Vous faites quoi, dans la vie ?
Iconoclaste. C'est, peu ou prou, mon vrai domaine d'activité. Du genre "Dynamiteur des intérêts de ma boîte" ou "Prof d'histoire qui refait l'histoire". Ce n'est pas tant que je monte systématiquement à la tribune pour contredire celui qui vient de beugler des ordres parler, non : je déteste juste les idées préfaites, surtout quand elles vont à l'encontre du bon sens (pire encore : dans un seul but financier). Je suis davantage à la recherche de l'essence de l'action professionnelle, comme au service de l'expérience en ce qu'elle a d'intense, et non dans ce qu'elle a de formel, de sclérosé. (Evidemment)
J'ai retrouvé cette idée dans la dernière compo de Leos Carax, Holy Motors, dans toutes les bonnes salles un peu barrées. J'avoue, de Carax, je n'avais vu que Tout le monde, et c'était pas un chef d'oeuvre. Pola X, Les amants du Pont-Neuf : entendu parler, oui, mais pas vu. Leos Carax a fait, avec Holy Motors, un puzzle autour d'Oscar (joué par un Denis Lavant qui donne tout, et qui aurait largement un prix d'interprétation cannois), un homme aux rendez-vous qui l'emmènent dans plusieurs vies, mené à elles en limousine par Céline (Edith Scob, maîtrisée, transpirant une finesse et une intelligence splendides), et croisant le chemin de la top model Kay (Eva Mendes, sculpturale), de sa fille Angèle (Jeanne Disson, brillante), de sa nièce (Elise Lhomeau, étonnante), d'un patron (Michel Piccoli, amusant), ou d'une collègue (Kylie Minogue, bouleversante). Holy Motors, j'y ai vu une succession de situations, presque une métaphore de l'existence, à moins que ce n'en soit une du cinéma. J'y ai vu des oppositions (l'homme d'affaire et la mendiante), des parallèles (l'homme d'affaire et le quartier chinois), des soumissions (à la technologie dans le 2nd rendez-vous, à l'apparence dans le 3e, au diktat social dans le dernier, au temps qui passe dans la limousine), des purs moments d'humanité (avec sa fille, avec son ex, avec sa nièce), des instants d'esthétique incroyable (la scène du cimetière, celle de l'église, de la Samaritaine...).
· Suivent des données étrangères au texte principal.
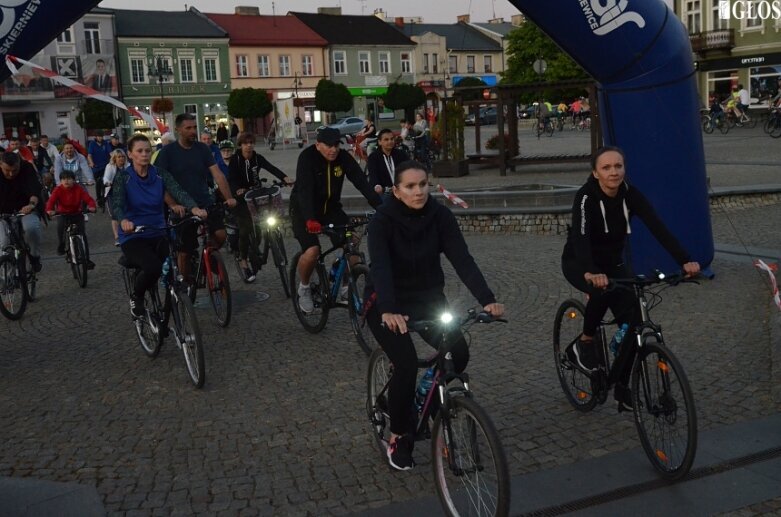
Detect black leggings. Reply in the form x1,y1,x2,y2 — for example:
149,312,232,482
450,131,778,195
366,293,469,434
122,237,170,298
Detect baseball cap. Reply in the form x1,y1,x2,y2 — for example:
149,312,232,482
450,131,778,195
317,127,342,146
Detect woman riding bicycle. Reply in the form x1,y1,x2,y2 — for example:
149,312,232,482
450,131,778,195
228,132,295,283
561,147,700,409
366,161,504,470
111,134,207,318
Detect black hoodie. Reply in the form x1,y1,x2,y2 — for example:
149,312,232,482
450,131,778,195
561,175,689,273
369,196,496,314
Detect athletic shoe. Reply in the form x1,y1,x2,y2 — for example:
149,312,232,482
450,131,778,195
387,434,415,470
567,339,599,372
298,285,315,314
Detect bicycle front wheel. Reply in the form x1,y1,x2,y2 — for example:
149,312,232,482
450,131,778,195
431,396,510,516
632,340,697,481
204,251,233,327
0,255,27,320
553,299,597,412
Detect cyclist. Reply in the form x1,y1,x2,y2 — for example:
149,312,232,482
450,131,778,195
561,146,700,411
228,132,295,283
366,128,409,194
0,152,42,273
366,161,504,470
46,170,95,269
290,127,382,313
111,134,207,318
153,113,236,282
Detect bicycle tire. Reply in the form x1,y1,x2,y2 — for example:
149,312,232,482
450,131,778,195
269,229,290,298
366,348,393,461
632,339,697,481
171,293,206,388
204,250,233,327
347,264,379,356
431,396,510,516
290,251,330,334
553,298,599,412
0,255,27,321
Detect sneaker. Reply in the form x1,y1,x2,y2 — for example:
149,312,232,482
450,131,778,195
387,434,415,470
298,285,315,314
567,339,599,372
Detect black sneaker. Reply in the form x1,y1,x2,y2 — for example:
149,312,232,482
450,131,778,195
387,434,415,470
567,339,599,372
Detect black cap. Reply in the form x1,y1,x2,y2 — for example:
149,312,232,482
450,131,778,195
317,127,342,146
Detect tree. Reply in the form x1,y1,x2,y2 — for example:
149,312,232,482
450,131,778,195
76,99,116,129
385,83,426,120
502,20,589,102
315,79,353,118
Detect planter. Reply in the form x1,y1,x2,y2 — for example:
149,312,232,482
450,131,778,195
431,160,469,178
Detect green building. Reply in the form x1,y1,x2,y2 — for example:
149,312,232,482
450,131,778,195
114,7,231,138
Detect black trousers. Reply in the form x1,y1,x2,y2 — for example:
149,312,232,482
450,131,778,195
366,293,469,434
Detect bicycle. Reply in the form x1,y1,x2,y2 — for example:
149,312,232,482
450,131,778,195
182,204,232,327
119,217,206,388
231,178,290,298
553,273,697,481
366,309,510,516
290,221,374,356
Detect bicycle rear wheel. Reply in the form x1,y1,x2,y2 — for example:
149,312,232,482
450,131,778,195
632,340,697,480
290,252,330,334
553,299,598,412
204,250,233,327
0,255,27,320
431,396,510,516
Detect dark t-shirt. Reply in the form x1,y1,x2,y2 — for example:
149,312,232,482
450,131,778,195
155,142,216,208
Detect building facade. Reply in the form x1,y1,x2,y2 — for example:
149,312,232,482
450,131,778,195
114,7,231,139
0,8,120,141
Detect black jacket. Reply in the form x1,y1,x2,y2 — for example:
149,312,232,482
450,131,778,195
368,196,496,314
561,176,690,273
290,145,382,221
366,147,409,187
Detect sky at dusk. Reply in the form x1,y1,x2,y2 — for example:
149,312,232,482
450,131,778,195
100,0,518,23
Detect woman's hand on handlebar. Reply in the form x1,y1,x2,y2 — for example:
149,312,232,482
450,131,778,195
382,312,409,334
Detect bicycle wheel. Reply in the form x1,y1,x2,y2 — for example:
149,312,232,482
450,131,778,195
347,264,378,355
632,340,697,480
290,252,329,334
0,255,27,320
269,230,290,298
553,299,598,412
171,293,206,388
431,396,510,516
366,348,393,459
204,250,233,327
71,235,87,288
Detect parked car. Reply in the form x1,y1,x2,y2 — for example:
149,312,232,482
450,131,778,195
317,117,364,136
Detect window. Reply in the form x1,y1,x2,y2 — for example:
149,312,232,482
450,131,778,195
84,22,100,54
334,50,347,75
358,52,372,75
483,56,493,74
377,52,390,74
236,55,249,77
400,52,412,74
301,56,315,76
258,54,271,77
279,56,290,77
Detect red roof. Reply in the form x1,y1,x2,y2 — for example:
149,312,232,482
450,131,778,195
204,13,328,47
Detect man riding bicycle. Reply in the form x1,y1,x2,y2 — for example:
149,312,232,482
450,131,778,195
290,127,382,313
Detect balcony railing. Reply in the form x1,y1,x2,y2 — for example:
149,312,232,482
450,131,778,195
689,29,735,54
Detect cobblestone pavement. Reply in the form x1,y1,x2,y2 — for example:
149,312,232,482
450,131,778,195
0,188,781,515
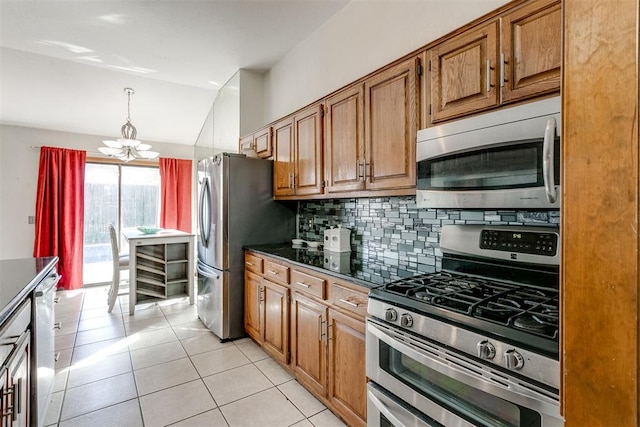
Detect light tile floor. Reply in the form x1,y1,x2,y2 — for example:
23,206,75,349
45,286,344,427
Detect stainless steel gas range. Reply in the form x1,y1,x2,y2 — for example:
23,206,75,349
366,225,563,427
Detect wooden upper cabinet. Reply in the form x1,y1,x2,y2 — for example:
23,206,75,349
501,0,562,102
324,84,364,193
426,0,562,125
273,117,294,197
293,104,324,196
427,20,500,123
364,57,419,190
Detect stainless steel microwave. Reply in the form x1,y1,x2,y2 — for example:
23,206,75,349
416,97,561,209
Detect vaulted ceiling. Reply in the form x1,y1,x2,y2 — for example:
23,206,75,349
0,0,348,144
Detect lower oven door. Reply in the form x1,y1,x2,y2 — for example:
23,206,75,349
366,318,563,427
367,382,448,427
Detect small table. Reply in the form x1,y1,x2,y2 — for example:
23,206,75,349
122,228,195,315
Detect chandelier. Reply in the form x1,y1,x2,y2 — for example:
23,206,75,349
98,87,160,162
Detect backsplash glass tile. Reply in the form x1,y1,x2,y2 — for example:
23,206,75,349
298,196,560,283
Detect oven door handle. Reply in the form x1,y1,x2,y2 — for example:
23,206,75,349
542,117,558,203
367,390,406,427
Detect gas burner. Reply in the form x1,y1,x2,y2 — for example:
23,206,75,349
513,315,547,333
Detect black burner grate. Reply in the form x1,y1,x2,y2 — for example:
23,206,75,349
384,272,559,340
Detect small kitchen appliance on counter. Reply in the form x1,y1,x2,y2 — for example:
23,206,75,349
324,225,351,252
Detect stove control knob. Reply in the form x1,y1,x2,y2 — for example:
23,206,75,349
400,313,413,328
504,350,524,370
476,340,496,359
384,308,398,322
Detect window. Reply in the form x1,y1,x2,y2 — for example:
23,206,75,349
83,162,160,285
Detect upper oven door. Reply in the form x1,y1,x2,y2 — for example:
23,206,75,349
366,318,562,427
417,100,560,209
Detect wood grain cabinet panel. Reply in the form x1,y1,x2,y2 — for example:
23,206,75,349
328,309,367,426
261,279,289,364
293,104,324,196
500,0,562,102
273,104,324,198
273,117,295,198
427,20,500,123
324,84,365,194
364,58,419,190
244,269,262,344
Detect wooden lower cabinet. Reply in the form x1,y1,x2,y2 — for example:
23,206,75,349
291,292,327,396
261,279,289,364
245,253,367,426
328,309,367,426
244,270,289,364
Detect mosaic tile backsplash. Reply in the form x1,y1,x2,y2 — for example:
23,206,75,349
297,196,560,283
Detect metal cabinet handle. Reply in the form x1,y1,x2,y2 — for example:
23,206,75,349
500,53,505,87
338,298,360,307
485,59,491,93
542,117,558,203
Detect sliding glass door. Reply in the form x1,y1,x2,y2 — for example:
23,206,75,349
83,163,160,285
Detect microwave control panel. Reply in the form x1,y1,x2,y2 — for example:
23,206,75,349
480,230,558,256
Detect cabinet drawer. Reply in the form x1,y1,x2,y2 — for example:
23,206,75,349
264,260,289,285
244,253,263,274
291,270,327,299
329,283,369,317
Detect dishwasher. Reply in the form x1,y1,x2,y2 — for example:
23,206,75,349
32,265,61,426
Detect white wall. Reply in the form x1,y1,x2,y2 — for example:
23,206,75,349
263,0,508,124
0,125,194,259
213,72,240,153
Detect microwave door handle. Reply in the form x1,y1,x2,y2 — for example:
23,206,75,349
542,117,558,203
368,391,406,427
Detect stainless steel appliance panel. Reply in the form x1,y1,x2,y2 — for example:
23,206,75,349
196,261,229,337
198,153,295,340
416,97,561,209
366,319,563,427
33,262,61,426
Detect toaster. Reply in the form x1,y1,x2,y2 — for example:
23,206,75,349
324,225,351,252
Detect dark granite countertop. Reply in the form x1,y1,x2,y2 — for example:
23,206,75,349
245,243,430,288
0,257,58,324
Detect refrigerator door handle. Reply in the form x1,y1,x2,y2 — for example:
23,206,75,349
197,263,220,279
198,178,211,248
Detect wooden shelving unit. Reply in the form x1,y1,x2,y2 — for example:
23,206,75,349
125,231,194,314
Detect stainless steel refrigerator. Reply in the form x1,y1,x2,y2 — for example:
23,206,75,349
197,153,296,340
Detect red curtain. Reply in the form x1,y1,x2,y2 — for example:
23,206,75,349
33,147,87,289
160,158,193,233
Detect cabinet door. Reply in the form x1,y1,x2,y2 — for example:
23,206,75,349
501,0,562,102
328,309,367,426
262,279,289,364
427,20,500,123
273,118,294,197
365,58,419,190
293,105,324,196
324,84,364,193
291,292,327,396
244,270,262,343
252,126,271,159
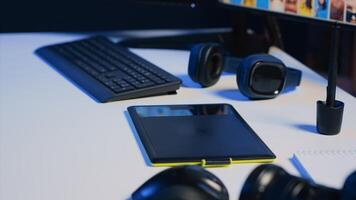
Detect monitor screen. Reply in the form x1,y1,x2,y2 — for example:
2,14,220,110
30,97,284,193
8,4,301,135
220,0,356,26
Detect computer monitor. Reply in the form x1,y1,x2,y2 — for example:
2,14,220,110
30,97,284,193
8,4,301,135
220,0,356,29
0,0,229,32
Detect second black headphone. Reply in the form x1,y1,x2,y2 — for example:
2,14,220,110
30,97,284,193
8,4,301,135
188,43,302,99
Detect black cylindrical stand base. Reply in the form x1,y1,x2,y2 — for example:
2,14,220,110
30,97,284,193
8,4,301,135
316,100,344,135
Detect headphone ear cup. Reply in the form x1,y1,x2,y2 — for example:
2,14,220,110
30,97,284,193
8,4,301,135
188,43,224,87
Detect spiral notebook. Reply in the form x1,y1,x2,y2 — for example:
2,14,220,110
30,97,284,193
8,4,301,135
291,141,356,188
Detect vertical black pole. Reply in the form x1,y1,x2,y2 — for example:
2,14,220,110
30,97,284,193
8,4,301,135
316,22,345,135
326,22,340,107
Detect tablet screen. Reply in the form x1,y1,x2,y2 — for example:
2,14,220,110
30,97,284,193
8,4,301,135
128,104,275,166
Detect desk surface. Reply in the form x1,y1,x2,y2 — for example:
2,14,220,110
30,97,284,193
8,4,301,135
0,34,356,200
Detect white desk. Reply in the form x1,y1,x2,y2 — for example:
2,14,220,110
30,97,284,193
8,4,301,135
0,34,356,200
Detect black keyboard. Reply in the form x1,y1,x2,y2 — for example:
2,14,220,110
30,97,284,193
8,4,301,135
36,36,181,103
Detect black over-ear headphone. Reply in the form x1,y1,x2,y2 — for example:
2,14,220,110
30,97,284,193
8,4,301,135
188,43,302,99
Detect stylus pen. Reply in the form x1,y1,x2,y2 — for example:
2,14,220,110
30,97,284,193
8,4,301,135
326,22,340,107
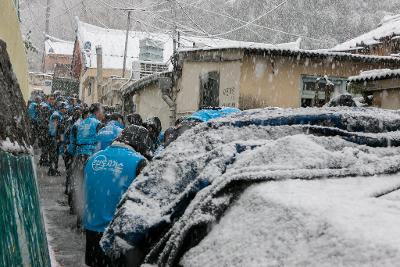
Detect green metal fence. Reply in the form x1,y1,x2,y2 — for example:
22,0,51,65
0,150,51,267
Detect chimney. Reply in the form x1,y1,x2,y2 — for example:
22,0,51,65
96,45,103,101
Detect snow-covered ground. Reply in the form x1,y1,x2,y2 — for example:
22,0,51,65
37,157,86,267
181,175,400,266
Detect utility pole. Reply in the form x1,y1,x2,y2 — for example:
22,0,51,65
42,0,51,72
170,0,178,56
122,9,132,78
44,0,51,35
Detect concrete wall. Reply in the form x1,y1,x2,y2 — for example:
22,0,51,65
177,60,242,116
240,55,394,109
372,87,400,109
29,73,53,95
0,0,30,101
79,69,122,105
352,78,400,109
43,54,72,73
133,83,170,130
De sens global, je n'en ai pas trouvé. J'ai laissé de côté la quête du sens pour jouir de l'instant et de la durée.
C'est sans doute ça, le lien le plus évident - pour moi - entre Holy Motors et mes jours : les extraits sont intenses, dissemblables et incohérents au premier abord, mais l'ensemble est énigmatique et satisfaisant. Déconstructions... réassemblées
Je continue comme j'ai commencé : pour la beauté du geste.